## Optional: Retrieval of timestamps from calldata filenames to run analysis in a loop

This notebook can help case studies, where mobile phone records are provided in zipped .txt-files, containing a timestamp in the filename (e.g. "DDD_21_20210925001002.txt.gz" or more generally formulated as "DDD_YY_YYYYMMDDhhmmss.txt.gz")
Based on a desired time interval of analysis (e.g. days/weeks/months) this notebook creates a dictionary of start and end timestamps for each interval using the datetimeformat of the raw data filenames.

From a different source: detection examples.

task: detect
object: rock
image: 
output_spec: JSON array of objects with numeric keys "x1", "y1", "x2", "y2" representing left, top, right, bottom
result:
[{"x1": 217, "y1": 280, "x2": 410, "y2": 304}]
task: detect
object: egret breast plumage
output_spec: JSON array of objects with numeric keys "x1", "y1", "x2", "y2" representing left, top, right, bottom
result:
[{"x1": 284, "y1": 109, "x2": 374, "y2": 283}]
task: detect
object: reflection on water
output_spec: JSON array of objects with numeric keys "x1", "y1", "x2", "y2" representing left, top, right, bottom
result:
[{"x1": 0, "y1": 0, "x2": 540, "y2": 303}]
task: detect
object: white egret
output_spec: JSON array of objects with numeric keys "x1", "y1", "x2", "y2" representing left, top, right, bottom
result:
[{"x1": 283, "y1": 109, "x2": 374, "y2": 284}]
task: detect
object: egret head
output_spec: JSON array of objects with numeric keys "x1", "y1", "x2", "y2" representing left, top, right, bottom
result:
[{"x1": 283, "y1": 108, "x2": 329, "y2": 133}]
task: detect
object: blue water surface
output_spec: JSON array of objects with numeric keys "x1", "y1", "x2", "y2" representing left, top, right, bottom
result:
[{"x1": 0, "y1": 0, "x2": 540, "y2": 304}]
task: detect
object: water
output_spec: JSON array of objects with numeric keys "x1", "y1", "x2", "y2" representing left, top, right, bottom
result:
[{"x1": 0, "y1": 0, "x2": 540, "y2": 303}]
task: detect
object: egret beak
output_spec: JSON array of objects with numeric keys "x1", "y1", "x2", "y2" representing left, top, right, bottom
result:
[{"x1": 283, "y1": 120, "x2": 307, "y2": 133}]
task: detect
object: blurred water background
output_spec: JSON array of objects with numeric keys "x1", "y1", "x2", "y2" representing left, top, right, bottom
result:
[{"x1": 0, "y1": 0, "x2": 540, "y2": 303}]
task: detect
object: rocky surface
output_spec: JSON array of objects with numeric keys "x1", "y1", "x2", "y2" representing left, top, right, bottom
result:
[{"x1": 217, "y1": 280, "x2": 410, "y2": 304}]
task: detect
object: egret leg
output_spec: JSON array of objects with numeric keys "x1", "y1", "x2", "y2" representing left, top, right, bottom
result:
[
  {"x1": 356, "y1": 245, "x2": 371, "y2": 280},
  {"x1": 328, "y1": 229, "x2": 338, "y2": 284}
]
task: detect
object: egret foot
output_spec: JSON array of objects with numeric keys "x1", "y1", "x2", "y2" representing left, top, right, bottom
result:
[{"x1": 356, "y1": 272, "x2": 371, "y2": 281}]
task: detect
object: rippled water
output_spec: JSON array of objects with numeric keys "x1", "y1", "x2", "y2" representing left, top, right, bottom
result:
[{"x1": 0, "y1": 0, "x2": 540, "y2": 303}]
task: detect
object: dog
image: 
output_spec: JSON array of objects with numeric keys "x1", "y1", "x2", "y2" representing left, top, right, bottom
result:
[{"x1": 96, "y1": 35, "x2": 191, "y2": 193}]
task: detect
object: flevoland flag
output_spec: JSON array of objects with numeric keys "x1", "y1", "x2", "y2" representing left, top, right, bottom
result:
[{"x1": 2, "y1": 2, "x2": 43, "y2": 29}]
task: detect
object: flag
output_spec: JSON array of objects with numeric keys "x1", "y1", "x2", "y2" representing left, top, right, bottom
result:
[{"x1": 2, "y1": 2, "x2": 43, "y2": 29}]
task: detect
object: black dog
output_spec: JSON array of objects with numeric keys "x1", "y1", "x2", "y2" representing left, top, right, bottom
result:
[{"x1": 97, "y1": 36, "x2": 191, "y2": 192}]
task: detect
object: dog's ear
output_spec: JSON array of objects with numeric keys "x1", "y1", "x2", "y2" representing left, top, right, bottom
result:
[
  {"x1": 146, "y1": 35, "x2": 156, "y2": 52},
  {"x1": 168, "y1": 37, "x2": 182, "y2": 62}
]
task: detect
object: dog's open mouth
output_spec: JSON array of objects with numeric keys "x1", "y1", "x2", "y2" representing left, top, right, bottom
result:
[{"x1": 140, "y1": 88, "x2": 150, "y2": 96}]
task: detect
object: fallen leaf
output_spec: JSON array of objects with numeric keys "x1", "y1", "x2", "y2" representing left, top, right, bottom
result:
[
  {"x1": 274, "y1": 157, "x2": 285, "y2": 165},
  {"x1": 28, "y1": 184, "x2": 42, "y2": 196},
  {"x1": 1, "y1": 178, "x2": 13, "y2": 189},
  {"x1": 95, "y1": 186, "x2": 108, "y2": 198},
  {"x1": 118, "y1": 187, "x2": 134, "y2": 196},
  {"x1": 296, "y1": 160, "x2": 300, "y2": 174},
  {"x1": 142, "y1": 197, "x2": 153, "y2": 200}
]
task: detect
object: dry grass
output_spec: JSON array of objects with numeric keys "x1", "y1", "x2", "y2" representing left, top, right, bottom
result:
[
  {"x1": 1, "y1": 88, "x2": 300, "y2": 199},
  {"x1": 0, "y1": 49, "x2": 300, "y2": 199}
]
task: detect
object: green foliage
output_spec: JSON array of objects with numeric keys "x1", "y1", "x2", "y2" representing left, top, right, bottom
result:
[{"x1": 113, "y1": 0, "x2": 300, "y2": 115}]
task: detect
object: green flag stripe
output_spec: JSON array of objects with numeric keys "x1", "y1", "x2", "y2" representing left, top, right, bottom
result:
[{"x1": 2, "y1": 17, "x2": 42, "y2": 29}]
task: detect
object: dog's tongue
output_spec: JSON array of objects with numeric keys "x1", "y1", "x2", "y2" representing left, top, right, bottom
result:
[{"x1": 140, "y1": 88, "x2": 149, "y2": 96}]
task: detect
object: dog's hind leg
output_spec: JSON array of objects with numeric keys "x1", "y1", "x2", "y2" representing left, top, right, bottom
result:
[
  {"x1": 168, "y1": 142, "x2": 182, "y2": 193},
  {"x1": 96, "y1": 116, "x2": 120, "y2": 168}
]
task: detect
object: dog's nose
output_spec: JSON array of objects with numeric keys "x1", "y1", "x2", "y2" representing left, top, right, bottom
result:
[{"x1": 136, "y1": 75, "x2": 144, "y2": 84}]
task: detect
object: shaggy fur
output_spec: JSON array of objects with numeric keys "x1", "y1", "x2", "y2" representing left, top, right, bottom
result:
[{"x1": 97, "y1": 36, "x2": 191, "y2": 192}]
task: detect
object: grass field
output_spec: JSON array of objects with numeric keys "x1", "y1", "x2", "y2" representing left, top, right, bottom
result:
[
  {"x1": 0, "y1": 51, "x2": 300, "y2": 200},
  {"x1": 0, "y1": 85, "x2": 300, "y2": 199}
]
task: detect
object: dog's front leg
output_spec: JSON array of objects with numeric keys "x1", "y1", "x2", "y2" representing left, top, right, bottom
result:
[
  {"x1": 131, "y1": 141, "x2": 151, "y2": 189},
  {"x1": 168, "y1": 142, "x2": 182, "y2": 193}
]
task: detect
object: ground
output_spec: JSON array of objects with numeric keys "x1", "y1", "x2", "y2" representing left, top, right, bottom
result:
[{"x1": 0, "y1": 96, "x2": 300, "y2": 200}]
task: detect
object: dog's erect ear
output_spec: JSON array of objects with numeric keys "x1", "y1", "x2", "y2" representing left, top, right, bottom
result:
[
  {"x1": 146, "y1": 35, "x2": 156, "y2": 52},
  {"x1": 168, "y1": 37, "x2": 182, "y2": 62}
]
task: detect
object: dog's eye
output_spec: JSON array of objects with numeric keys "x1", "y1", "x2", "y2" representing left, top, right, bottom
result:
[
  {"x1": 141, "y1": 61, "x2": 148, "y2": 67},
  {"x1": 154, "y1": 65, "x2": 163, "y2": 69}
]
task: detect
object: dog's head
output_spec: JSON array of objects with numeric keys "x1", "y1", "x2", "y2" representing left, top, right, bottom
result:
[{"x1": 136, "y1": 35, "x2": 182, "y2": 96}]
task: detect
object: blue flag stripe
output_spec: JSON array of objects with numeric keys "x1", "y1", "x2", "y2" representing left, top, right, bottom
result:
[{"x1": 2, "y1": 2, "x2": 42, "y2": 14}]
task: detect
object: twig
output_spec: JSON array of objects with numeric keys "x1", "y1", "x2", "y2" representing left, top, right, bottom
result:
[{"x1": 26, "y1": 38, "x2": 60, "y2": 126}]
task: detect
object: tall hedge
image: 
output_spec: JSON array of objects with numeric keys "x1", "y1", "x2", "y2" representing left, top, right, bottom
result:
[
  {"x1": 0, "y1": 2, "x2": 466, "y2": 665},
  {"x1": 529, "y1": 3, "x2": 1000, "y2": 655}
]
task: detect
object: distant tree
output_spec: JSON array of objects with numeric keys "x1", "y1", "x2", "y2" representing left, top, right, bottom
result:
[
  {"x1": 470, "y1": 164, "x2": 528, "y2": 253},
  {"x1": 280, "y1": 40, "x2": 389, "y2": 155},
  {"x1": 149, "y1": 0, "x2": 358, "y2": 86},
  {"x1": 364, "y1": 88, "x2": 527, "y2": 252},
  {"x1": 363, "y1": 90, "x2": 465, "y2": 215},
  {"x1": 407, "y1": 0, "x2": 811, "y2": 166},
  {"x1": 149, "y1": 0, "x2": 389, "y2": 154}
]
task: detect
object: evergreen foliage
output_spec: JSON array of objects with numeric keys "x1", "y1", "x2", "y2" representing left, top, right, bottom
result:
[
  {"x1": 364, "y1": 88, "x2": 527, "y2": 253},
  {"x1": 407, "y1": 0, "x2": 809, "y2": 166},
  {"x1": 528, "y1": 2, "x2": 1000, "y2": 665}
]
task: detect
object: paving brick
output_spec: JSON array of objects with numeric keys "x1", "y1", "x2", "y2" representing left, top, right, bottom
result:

This can help when trying to run the provided scripts of this repository in a loop over time intervals of analysis.

Load required packages

In [None]:
import pandas as pd
import os

Specify path to data

In [None]:
# path to temporally sorted *.gz files with the following filename structure "DDD_YY_YYYMMDDhhmmss"
path_to_zipped_calldata_on_server_from_notebook_working_path = '../data/0_input_data/calldata/zipped' 
# path to .csv-file containing daily timestamps (columns) for time intervals of analysis (rows) in the follwing datetimeformat 'YYYYMMDD') 
path_to_timestamp_list                                       = '../data/0_input_data/timestamps/timestamps.csv' 

Create list of timestamps present in the filenames of the raw data.

In [None]:
timestamps_from_zipped_files = []
for zipped_file in os.listdir(path_to_zipped_calldata_on_server_from_notebook_working_path):
    if zipped_file.startswith("DDD"):
        timestamps_from_zipped_files.append(zipped_file[7:-7]) # retrieve timestamp from filename with format "DDD_YY_YYYYMMDDhhmmss"
print(timestamps_from_zipped_files)

Load timestamps for each interval, where each row represents an interval and each column caontinas a timestmap. (here: daily interval of analysis, thus only one timestamps per row)

In [None]:
timestamps = pd.read_csv(path_to_timestamp_list, delimiter=';', header=None)
timestamps.head()

Create dictionary, where the key represents an index for the time interval of analysis and the value contains a tuple of start and end timestamps in the datetime format used in the raw data filenames. 

In [None]:
timestamps_dict = {}
for index, row in timestamps.iterrows():
    matchers = list(row)
    matchers_string = [str(i) for i in matchers]
    matching = [s for s in timestamps_from_zipped_files if any(xs in s for xs in matchers_string)]
    matching.sort()
    if matching:
        timestamps_dict['day_' + str(index)] = (matching[0], matching[-1])

# Print dictionary
timestamps_dict

Store dict as csv-file

In [None]:
timestamps_df = pd.DataFrame.from_dict(timestamps_dict)
timestamps_df.T.to_csv('../data/0_input_data/timestamps/timestamps_df.csv', header=False)